Six months ago, I read a book set in Carcassonne which inspired me to visit the medieval French town that had featured so heavily in the story.
Walking around the Cité, weaving in and out of the narrow cobbled streets and scaling the long walls, it was easy to see how the author had drawn inspiration from such a historical period and place.
The whole city reeked of a story begging to be told, based on real life events that historians today are still struggling to unearth. By reading the informative signs, imagining today’s sweeping view as it would have been hundreds of years ago, and stepping on ground that had been trodden on by people centuries before, I found myself wondering about the story of this medieval Cité and those who lived there.
Inspiration rarely just pops up unexpectedly. In most cases, it’s triggered by personal experiences—whether that’s a trip, a TV show or the simple observance of a stranger in the street.
Browsing the internet, in the hope that you’ll stumble across the next bestselling plot, rarely yields good, original results. The reality is that those storylines are available for the world to see, and hence you won’t be creating anything new—unless, of course, you put a huge spin on an existing cliché, which transforms it into a completely new idea.
Falling back onto over-used clichés isn’t always the safe option. These may be popular, but you’ll find yourself struggling as a small fish in a big pond, competing against thousands of stories similar to your own and hoping that readers will, for some reason, choose yours rather than a different one.
Once again, it all boils down to inspiration. If you’ve not invented that plot, will you be inspired to continue the story past the initial few chapters? Will you possess the same level of passion for your creation? When it comes to drafting out the more intricate details of your plot, where will you pull that inspiration from?

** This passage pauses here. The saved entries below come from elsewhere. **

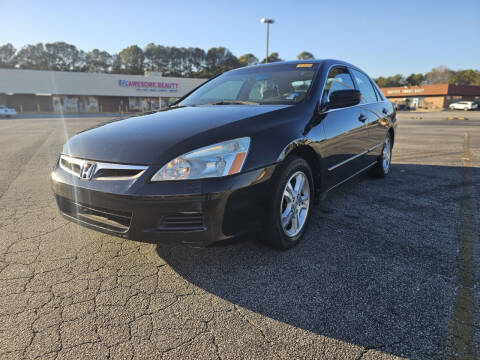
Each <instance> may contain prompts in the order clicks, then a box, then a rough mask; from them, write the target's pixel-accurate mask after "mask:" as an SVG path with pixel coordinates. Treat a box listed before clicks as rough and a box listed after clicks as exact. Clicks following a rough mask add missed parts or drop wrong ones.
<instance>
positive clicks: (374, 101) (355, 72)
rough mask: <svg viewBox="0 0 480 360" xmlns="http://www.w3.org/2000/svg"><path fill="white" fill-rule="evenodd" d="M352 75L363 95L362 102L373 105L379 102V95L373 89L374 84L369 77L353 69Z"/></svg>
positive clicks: (360, 90) (358, 71)
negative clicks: (373, 83) (376, 93)
mask: <svg viewBox="0 0 480 360" xmlns="http://www.w3.org/2000/svg"><path fill="white" fill-rule="evenodd" d="M352 75H353V77H354V78H355V81H356V82H357V85H358V89H359V90H360V92H361V93H362V102H363V103H372V102H377V101H378V100H377V95H376V94H375V90H374V89H373V86H372V83H371V82H370V79H369V78H368V76H367V75H365V74H362V73H361V72H359V71H357V70H353V69H352Z"/></svg>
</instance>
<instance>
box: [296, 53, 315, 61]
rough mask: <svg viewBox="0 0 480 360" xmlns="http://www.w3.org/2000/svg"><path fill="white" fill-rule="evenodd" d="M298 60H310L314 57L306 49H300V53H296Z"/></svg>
mask: <svg viewBox="0 0 480 360" xmlns="http://www.w3.org/2000/svg"><path fill="white" fill-rule="evenodd" d="M297 59H298V60H312V59H315V56H313V54H312V53H310V52H308V51H302V52H301V53H300V54H298V55H297Z"/></svg>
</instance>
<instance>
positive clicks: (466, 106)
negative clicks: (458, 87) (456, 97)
mask: <svg viewBox="0 0 480 360" xmlns="http://www.w3.org/2000/svg"><path fill="white" fill-rule="evenodd" d="M449 108H450V110H465V111H468V110H474V109H476V108H478V105H477V104H475V103H474V102H473V101H459V102H456V103H453V104H450V106H449Z"/></svg>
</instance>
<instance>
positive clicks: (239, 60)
mask: <svg viewBox="0 0 480 360" xmlns="http://www.w3.org/2000/svg"><path fill="white" fill-rule="evenodd" d="M238 64H239V65H240V66H242V67H243V66H250V65H254V64H258V58H257V57H256V56H255V55H253V54H244V55H242V56H240V57H239V58H238Z"/></svg>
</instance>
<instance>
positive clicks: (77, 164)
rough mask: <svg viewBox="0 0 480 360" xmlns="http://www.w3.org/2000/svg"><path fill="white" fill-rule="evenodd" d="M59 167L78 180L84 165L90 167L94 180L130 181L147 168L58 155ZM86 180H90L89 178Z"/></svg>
mask: <svg viewBox="0 0 480 360" xmlns="http://www.w3.org/2000/svg"><path fill="white" fill-rule="evenodd" d="M59 165H60V167H61V168H62V169H63V170H65V171H66V172H68V173H70V174H72V175H74V176H76V177H78V178H83V177H82V168H84V167H85V165H89V166H92V170H91V171H92V174H91V178H92V179H95V180H132V179H136V178H138V177H139V176H140V175H142V174H143V173H144V172H145V170H146V169H147V166H143V165H126V164H116V163H105V162H100V161H92V160H84V159H79V158H74V157H71V156H68V155H60V161H59ZM84 180H85V178H84ZM87 180H90V177H89V178H88V179H87Z"/></svg>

Needless to say, as writers, we all work differently. Some of us might be able to pluck ideas out of thin air, whereas others struggle to build a plot without a solid foundation. Here are three tips that may help when you don’t know where to turn next:
Carry a notebook around with you
You don’t know when inspiration will strike—that pretty house you walked past, the loved-up couple in front of you on the bus, or that thought-provoking song you heard on the radio
Don’t dismiss an idea just because it doesn’t follow the genre you’d usually work with—play around with it and see where it takes you
Try new things
Push yourself outside your comfort zone, not just with writing, but in your day-to-day life, too. Starting a new hobby or saying yes to a scary opportunity might be the key that gives you insight into a whole new world
Do you ever struggle with inspiration or maintaining an ongoing story? How do you cope?